The two parameter sets were tested against independently measured data from the horizontal columns (Column data Set B) and the point-source wedge experiments. Predicted water distributions and measured water content in the horizontal columns from column Set B are shown in Fig. 3A. We have plotted θ and NO₃^– profiles against the Boltzmann variable X (distance/√time; cm s^−1/2; Smiles et al., 1978; Phillips & Bond, 1989). Both parameter sets showed similarly good correspondence to the measured data (continuous and dotted lines), which is confirmed by the RMSE and R² values (Table 4). Accurate predictions of θ profiles after absorbing water for 80 and 320 min are not surprising given that data from Set A (27–70 min) are not statistically different from Set B when normalised against the Boltzmann variable. The results, however, do show that under the unsaturated absorption scenario, predictions made for longer times (80 and 320 min) are still accurate when the predictions are extended beyond the range of optimised data. The consistency between predictions based on short time θ and NO₃^– data (Set A) and longer time θ and NO₃^– data (Set B) further demonstrate the experiments had a good degree of repeatability and produced consistent data across a range of time scales.

In comparison, predicted water content using soil hydraulic parameters determined by Rosetta are shown in Fig. 4. These data show the piston front to be significantly behind the measured data (combined data from column Set A and B) especially when the water content at −33 and −1,500 kPa are included in the model.
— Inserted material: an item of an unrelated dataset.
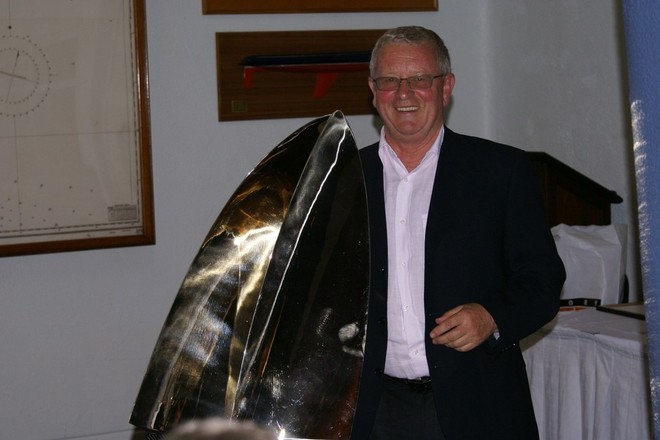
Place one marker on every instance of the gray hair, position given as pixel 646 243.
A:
pixel 415 36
Removal of the FeO before determining the sand, silt, and clay content did not improve the predictions of water retention parameters or saturated hydraulic conductivity. Deriving the water retention parameters and saturated hydraulic conductivity with Rosetta, values that use PTFs to predict the Van Genuchten parameters, produced significant inaccuracies in the predictions (see Fig. 4). In these experiments they are certainly less accurate than parameters derive from inverse modelling (Fig. 3).

The predicted NO₃^– distribution is shown in Fig. 3B. The measured and predicted NO₃^– distributions were compared from both Set A (27–70 min) and Set B (80 and 320 min) because the NO₃^– distribution was not used in the inverse optimisation. The good prediction of NO₃^– distribution by the two parameter sets, when the Langmuir isotherm parameters were included in the simulations, is confirmed by the R² and RMSE values (Table 4). Due to the inaccuracy of water content prediction using Rosetta, no NO₃^– data are presented.

Model validation using 3D wedge infiltration

The predicted distributions of water and NO₃^– throughout the soil wedge after the two irrigation scenarios are shown in Fig. 5. This figure also shows the positions of horizontal and vertical transects presented in Figs. 6 and 7. These figures show the agreement between the measured and predicted water and NO₃^– profiles in the wedge. Comparisons of the RMSE and R² calculations indicated that both the Fit All and Set Measured parameter sets predicted very similar distributions, although the Fit All parameters produced slightly better predictions of NO₃^– distribution in the longer irrigation scenario. The measured RMSE, calculated from columns where duplicate measurements were taken at identical times and locations, were similar to the RMSE of the predicted values (Table 5). This indicates that the errors between the measured and predicted values were very similar to the errors of replicate measurements at identical points and times in the wedge experiments. The predictions achieved using the two parameter sets were therefore considered to be suitable to estimate water and NO₃^– distribution in the point-source flow scenario of the wedge column. The “Set Measured” parameters are preferred because there is less auto correlation between the fitted parameters (α, n, l).